LeonDLotter / ABAnnotate

A toolbox for ensemble-based multimodal gene-category enrichment analysis of human neuroimaging data
GNU General Public License v3.0
18 stars 2 forks source link

ABAnnotate - a toolbox for ensemble-based multimodal gene-category enrichment analysis of human neuroimaging data

Are you interested in contextualising brain maps, maybe derived from case-control-comparisons, fMRI tasks, or spatial meta-analysis, across biological systems ranging from molecular and cell levels to disease-associations? ABAnnotate uses spatial gene expression patterns to derive neuroimaging phenotype-gene associations and asses the overrepresentation of associated genes in several multimodal gene-category datasets.

DOI
License: GNU General Public License v3.0

(Note: ABAnnotate inherited its license from its source toolbox. Integrated datasets, especially data from the Allen Institute for Brain Science, are licensed under non-commercial licenses which is to be considered when using ABAnnotate.)
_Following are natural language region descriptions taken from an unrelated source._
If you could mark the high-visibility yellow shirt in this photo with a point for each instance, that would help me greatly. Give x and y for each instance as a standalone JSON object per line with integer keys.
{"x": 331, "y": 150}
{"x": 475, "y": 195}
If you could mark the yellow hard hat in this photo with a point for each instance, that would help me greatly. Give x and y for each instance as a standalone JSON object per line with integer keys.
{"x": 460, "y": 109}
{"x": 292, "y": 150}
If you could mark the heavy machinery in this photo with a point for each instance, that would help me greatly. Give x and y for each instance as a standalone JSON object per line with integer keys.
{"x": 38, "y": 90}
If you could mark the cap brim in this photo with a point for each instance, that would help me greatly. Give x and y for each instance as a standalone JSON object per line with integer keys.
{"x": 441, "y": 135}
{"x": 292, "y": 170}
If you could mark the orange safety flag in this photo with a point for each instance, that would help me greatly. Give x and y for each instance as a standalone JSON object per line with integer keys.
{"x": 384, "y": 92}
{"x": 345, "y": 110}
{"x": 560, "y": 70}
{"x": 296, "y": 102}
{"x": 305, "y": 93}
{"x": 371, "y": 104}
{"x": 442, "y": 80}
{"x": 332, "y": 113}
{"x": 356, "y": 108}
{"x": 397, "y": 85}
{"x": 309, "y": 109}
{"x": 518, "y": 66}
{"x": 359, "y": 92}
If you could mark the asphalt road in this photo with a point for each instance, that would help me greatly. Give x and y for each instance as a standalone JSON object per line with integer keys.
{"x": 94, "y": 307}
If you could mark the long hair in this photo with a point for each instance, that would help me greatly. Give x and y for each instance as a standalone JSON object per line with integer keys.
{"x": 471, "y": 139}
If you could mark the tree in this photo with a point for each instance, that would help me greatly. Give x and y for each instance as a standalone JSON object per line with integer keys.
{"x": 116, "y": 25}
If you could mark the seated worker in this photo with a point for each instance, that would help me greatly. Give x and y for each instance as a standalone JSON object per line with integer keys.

ABAnnotate is a Matlab-based toolbox to perform ensemble-based gene-category enrichment analysis (GCEA) on volumetric human neuroimaging data via brain-wide gene expression patterns derived from the Allen Human Brain Atlas (ABA). It applies a nonparametric method developed by Fulcher et al. (2021) using spatial autocorrelation-corrected phenotype null maps for the estimation of gene-category null ensembles. ABAnnotate was adopted from Fulcher et al.`s toolbox which was originally designed for annotation of imaging data to GeneOntology categories. The function to generate null models, along with some utility functions, were taken from the JuSpace toolbox by Dukart et al. (2021).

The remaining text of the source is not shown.